Scuole d’infanzia 2017: nuove assunzioni? Ecco le novità per gli insegnanti

Diego Denora - Scuola

Novità per gli insegnanti: nuove assunzioni nella scuola d'infanzia, il 2017 promette nuove possibilità per i docenti. Qui tutte le informazioni.

Scuole d'infanzia 2017: nuove assunzioni? Ecco le novità per gli insegnanti

Scuole d’infanzia: nel 2017 servono nuove assunzioni. Le novità che riguardano gli insegnanti vengono dalla proposta dell’Anief, giudicata ammissibile dal Senato che ha dato il via ai lavori sull’emendamento.

Le nuove assunzioni per la scuola d’infanzia andrebbero a coprire quei circa 20 mila posti vacanti che il precedente concorso non ha considerato, in quanto non specifico per il mondo 0-6 anni.

Le novità per gli insegnanti potrebbero diventare presto opportunità: l’associazione sindacale Anief, nella comunicazione al referente in senato Santini, parla di circa 16 mila posti di potenziamento nell’organico delle scuole. Vediamo di cosa si tratta.

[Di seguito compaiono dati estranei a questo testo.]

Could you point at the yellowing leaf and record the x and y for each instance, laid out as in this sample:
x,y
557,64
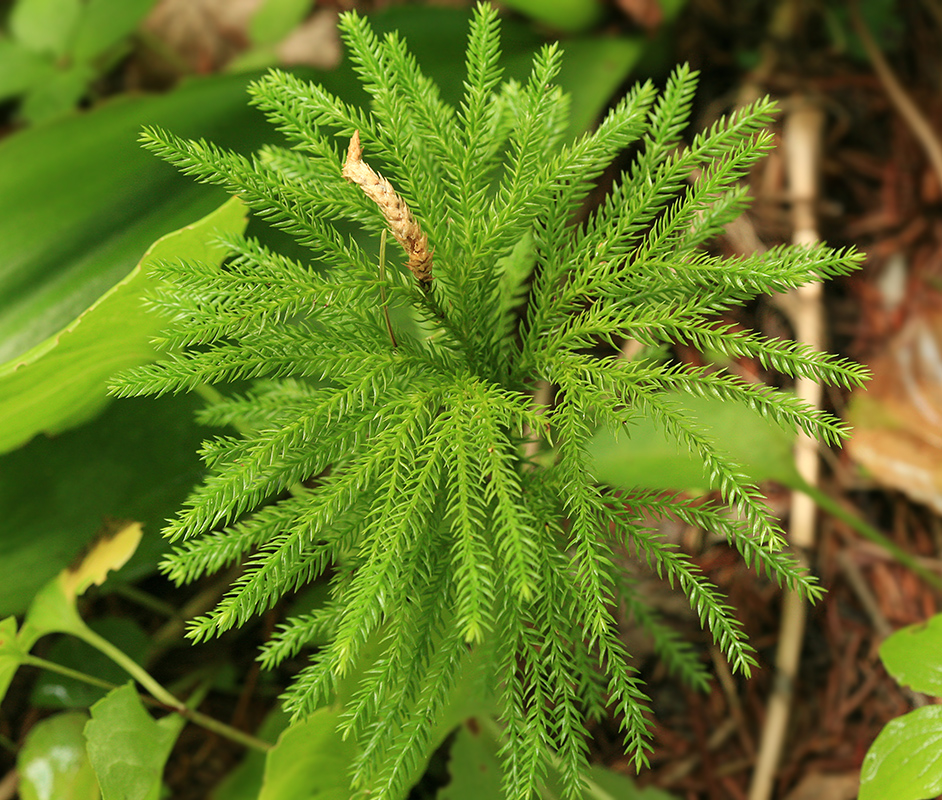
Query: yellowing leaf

Scuole d’infanzia 2017: servono nuove assunzioni, ecco le novità per gli insegnanti

Gli insegnanti che non hanno usufruito del concorso a ruolo sono solo una parte delle mancanze della Legge 107/2015: malgrado sia stata prevista una forma d’istruzione dalla nascita ai 6 anni, non è stato predisposto un contrappeso di assunzioni.

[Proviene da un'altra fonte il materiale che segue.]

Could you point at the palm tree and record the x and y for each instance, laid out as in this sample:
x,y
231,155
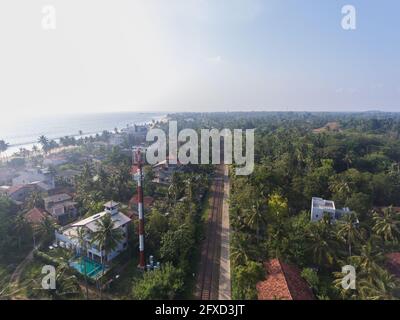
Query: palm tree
x,y
46,229
387,225
348,230
20,227
81,237
255,217
35,150
239,254
66,285
379,287
3,146
368,259
45,143
323,247
107,238
35,200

Le scuole di infanzia necessitano di nuove assunzioni e l’emendamento Santini presentato oggi potrebbe aprire una strada in questo senso. Tuttavia esso non sarebbe l’unica proposta del sindacato della scuola.

Le novità per gli insegnanti, infatti, riguarderebbero anche la validità delle graduatorie di merito: esse sarebbero necessarie, visto il ritardo nell’assunzione dei vincitori di concorso e l’attivazione del nuovo sistema piuttosto lontana.

Servono nuove assunzioni, ecco le novità per gli insegnanti delle scuole d’infanzia 2017

Nuove assunzioni occorrono in fretta proprio per evitare il pericolo della sacca di precariato, nonché di disservizio nel mondo dell’istruzione; pericolo niente affatto scongiurato dalle nuove disposizioni che tardano.

La scuola d’infanzia risulta una privilegiata rispetto alle altre proposte del sindacato: il personale Ata, quindi tutti i lavoratori ausiliari e addetti a tutte le attività degli istituti, non ha ricevuto attenzione e sembra che la situazione di precarietà non sia destinata a finire.

Le novità negative riguardano anche i docenti universitari, in quanto il ruolo di ricercatore non potrà più godere del contratto a tempo indeterminato; cancellando così le speranze di tutti gli assegnisti e docenti a contratto non pienamente inseriti. Anche nel mondo universitario, quindi, la carenza di personale sembra un problema irrisolto.